Inventory: Eight Things The World Needs On DVD
1. Twin Peaks season two
Yes, yes, it's scheduled for DVD release "some time in spring 2006." We'll believe it when we see it. The bulk of David Lynch's groundbreaking gothic soap opera/murder mystery has never been available on DVD, and if the number of times it's been scheduled and postponed—or promised but never given a firm release date—is any indication, it never will be. (If this does finally turn out to be its year, we can always start agitating for Lynch's bitterly satirical, short-lived follow-up series, On The Air, instead.)
2. Zentropa
Before Lars von Trier was spearheading indie-cinema manifestoes, making heartbreaking movies about self-sacrificing women who destroy themselves for love, or being cruel to Jørgen Leth in The Five Obstructions, he made three dark visionary films about the past and future of Europe. The third, 1991's Zentropa, starts memorably and ends unforgettably, with a grim narrator addressing viewers directly, and counting off the moments to their deaths. In between those intervals comes a stylish, jarring, and heavily symbolic look at Germany's postwar reconstruction, in the form of a surreal story about a new train conductor learning the ropes from his uncle. It's more fun than it sounds, and much more darkly playful.
3. Cemetery Man
Comedies don't get much blacker than Italy's horror-romance Cemetery Man (a.k.a. Dellamorte Dellamore), which did the bloody-but-funny-zombie-movie thing a decade before Shaun Of The Dead, and even better. Rupert Everett stars as a cemetery caretaker whose job includes re-killing his charges when they drag their bleary way out of their graves; the duty has taken a hefty toll on his morale, but a worse one on his love life. Gory as a George Romero film and grim as any lovesick Italian neorealist tragedy, Cemetery Man is nonetheless uniquely offbeat and full of wry humor, with an ending that's almost as touching as it is bizarre.
4. Animaniacs, the complete series
Warner Bros.' pop-culture-spoofing, sketch-based series Animaniacs was as close as the studio has come to duplicating the magic of its original Looney Tunes without actually recycling and retooling the characters—it had its hits and misses, but the humor was fast-paced and banter-rich, the songs (some densely educational, some satirical, some just goofy) were well-written and memorable, and the giddy take-no-prisoners humor was pitched to a place where kids could get it but adults could chuckle at what they were missing. It was the perfect answer to anyone who sighed over classic Bugs Bunny cartoons and said "They don't make them like that any more."
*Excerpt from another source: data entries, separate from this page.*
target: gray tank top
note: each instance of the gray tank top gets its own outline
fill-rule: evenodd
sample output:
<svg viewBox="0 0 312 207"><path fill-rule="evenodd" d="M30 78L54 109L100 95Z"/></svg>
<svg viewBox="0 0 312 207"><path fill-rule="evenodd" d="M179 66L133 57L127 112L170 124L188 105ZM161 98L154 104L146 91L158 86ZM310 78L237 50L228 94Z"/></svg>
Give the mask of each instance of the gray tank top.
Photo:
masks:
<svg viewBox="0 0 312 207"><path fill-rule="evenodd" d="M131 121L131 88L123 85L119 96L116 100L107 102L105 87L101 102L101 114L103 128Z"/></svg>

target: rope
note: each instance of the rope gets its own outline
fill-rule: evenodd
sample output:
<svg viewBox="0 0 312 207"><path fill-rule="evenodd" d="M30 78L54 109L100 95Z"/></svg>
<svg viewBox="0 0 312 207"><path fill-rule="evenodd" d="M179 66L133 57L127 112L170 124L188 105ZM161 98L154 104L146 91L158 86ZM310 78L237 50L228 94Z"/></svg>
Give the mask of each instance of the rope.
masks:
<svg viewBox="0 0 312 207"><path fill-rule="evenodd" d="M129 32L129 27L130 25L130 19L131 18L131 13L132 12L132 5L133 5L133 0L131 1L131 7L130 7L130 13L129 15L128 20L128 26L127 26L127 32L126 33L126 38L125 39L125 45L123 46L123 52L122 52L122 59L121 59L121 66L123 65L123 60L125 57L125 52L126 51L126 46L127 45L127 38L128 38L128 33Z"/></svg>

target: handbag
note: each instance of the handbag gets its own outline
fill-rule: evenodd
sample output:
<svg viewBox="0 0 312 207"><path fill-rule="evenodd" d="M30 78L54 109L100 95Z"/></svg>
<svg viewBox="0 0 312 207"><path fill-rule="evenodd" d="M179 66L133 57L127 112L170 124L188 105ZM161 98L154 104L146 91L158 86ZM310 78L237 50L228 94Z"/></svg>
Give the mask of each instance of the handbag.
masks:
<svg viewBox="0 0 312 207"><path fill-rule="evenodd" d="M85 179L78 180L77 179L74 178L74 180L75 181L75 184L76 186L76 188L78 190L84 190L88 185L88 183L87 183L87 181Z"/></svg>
5. The War Between Men And Women
Melville Shavelson's 1972 domestic comedy has some pacing problems and a fairly high cheese factor, but Jack Lemmon is terrific as ever as a cranky cartoonist who shoots for a quick fling with Barbara Harris and is horrified to learn that she comes with kids, an ex-husband, and expectations for the future. Will he be a bitter, jilted crank forever? More significantly, the film is based on the writings of James Thurber, and features a great deal of his art (sometimes animated, sometimes in strikingly innovative ways) and his black, barbed humor, which makes this a flawed but gleaming gem.
6. The Butcher Boy
With Breakfast On Pluto hitting theaters and generating some good (albeit quiet) buzz, there's never been a better chance to get out a DVD of the previous collaboration between director Neil Jordan and author/screenwriter Pat McCabe. Sort of a cross between Angela's Ashes and Pink Floyd's The Wall, it follows an Irish boy whose vicious alcoholic father (Stephen Rea, of course) and suicidal mother contribute to his own slide into insanity—the kind of insanity that causes Sinéad O'Connor to turn up as a Virgin Mary stand-in. Like Breakfast On Pluto, it can be a difficult watch, but it's a memorable one.
7. If…
Anticipating Columbine by 30 years, director Lindsay Anderson began a trilogy of Malcolm McDowell films with this stark, shambling drama about a young man who sucks up all the abuses of the British school system and comes out shooting, in an over-the-top climax that feels like vengeful catharsis for overstressed teens everywhere. The capper to the trilogy, Britannia Hospital, hit DVD in 2001, but the middle film, the improbable musical O Lucky Man!—is just as overdue for a DVD outing.
8. Mighty Mouse, The New Adventures
Ren & Stimpy creator John Kricfalusi credits this Ralph Bakshi project with saving him from Saturday-morning animator hell; it also briefly saved Saturday-morning cartoons from predictability and stodgy sugared-up cheer. Aggressively surreal and pop-culture-referential in ways the creators of the wholesome mouse superhero could never have imagined, the series was canceled after a flap over whether a crushed flower Mighty Mouse snorted was meant to represent cocaine. Call it youthful indiscretion if necessary, but the series was never much of a kids' show anyway, and fans of the likes of Aqua Teen Hunger Force would likely eat it up.